A pesar de la velocidad de los ensayos clínicos y de la promoción del Protocolo de Montreal como el estándar internacional, el debate ético alrededor de los trasplantes de útero no está cerrado. Los riesgos para todas las partes implicadas son serios. En primer lugar, si la receptora del trasplante consigue quedarse embarazada, el embrión no pasará por una gestación normal. Antes, durante y después del embarazo la receptora deberá recibir medicamentos inmunosupresores para evitar que su cuerpo rechace el útero trasplantado, lo que podría afectar al desarrollo del feto. A pesar de los inmunosupresores, existe el riesgo de que el útero sea rechazado en cualquier momento del embarazo, y, en muchos de los casos registrados hasta ahora, los bebés tuvieron que ser extraídos de forma prematura. Además, la receptora deberá someterse a tres operaciones complejas (trasplante, cesárea, histerectomía) con todos los riesgos que conlleva cada una. Finalmente, la donante se sometería a una histerectomía y viviría el resto de su vida sin útero, una condición cuyos efectos a largo plazo aun no conocemos completamente. Incluso en el caso de donantes fallecidas, las particularidades de la donación de útero ponen en riesgo los otros trasplantes que suelen darse cuando una persona es donante. En algunos casos, al extraer el útero de la donante se dañaron órganos que podrían haber salvado la vida de otras pacientes. Incluso si todo va bien, los retrasos necesarios para obtener el consentimiento y el procedimiento quirúrgico para que el útero permanezca viable añaden tiempo de espera a las pacientes que necesitan otros trasplantes de la misma donante, muchas veces de urgencia. Y, recordemos, todos estos riesgos son para una operación que no es de vida o muerte, sino para aliviar el malestar psicológico de la esterilidad.
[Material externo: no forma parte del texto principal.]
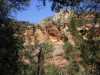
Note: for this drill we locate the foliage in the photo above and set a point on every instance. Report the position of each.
(9, 48)
(47, 48)
(91, 5)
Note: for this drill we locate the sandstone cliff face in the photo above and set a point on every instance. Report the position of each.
(54, 31)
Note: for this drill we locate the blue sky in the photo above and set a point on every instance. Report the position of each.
(33, 14)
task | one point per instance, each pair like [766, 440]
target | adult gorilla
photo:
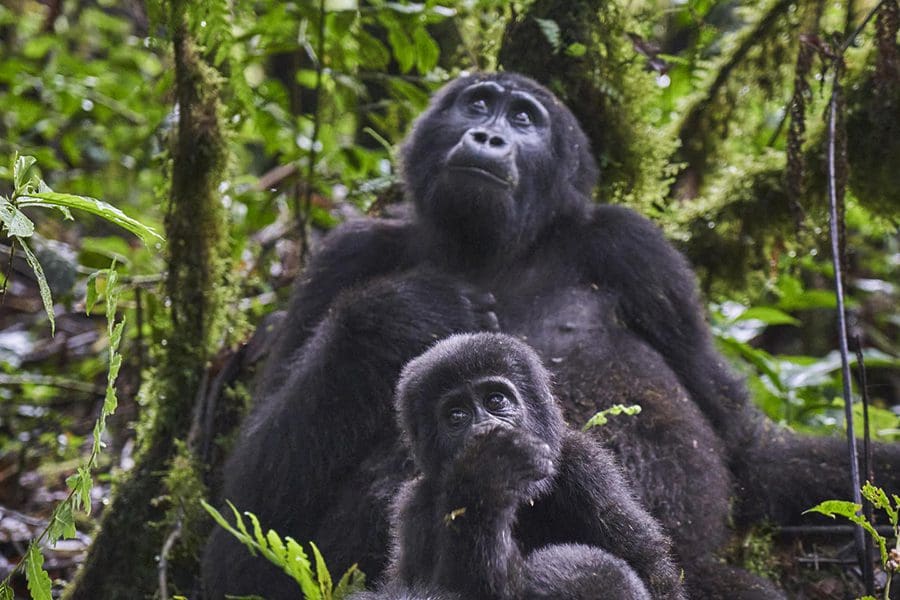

Los promotores de los trasplantes los plantean como una mejor alternativa a los vientres de alquiler. El trasplante, dicen, evita los problemas legales y éticos de explotar a otra mujer para tener un hijo, y además ofrece «la experiencia real de la gestación». Algunos expertos en bioética, en cambio, dicen que todos los problemas éticos de la gestación subrogada también se encuentran en los trasplantes. Por ejemplo, aunque está prohibido pagar por donaciones de órganos, apuntan que se podría pagar por los gastos de la donante, o que ya que se puede pagar por las donaciones de esperma y óvulos, se podría intentar meter al útero en el mismo saco. Otras incluso advierten de que se podría producir un mercado negro de úteros si el procedimiento llegara a normalizarse.

Son pocos los que se atreven a decir que la única manera de evitar todos los riesgos médicos y escollos éticos es no realizar trasplantes de útero, y que el sufrimiento causado por la esterilidad no justifica poner en juego la vida de dos mujeres y un bebé. La maquinaria de la industria reproductiva trabaja sin descanso, y los expertos en bioética de la academia están construyendo los cimientos de la aceptación social. Su estrategia es que, cuando la tecnología esté disponible, el debate ya esté cerrado, y nuestra respuesta debe ser exactamente la contraria: sacarlo a la luz y exponerlo en la plaza pública.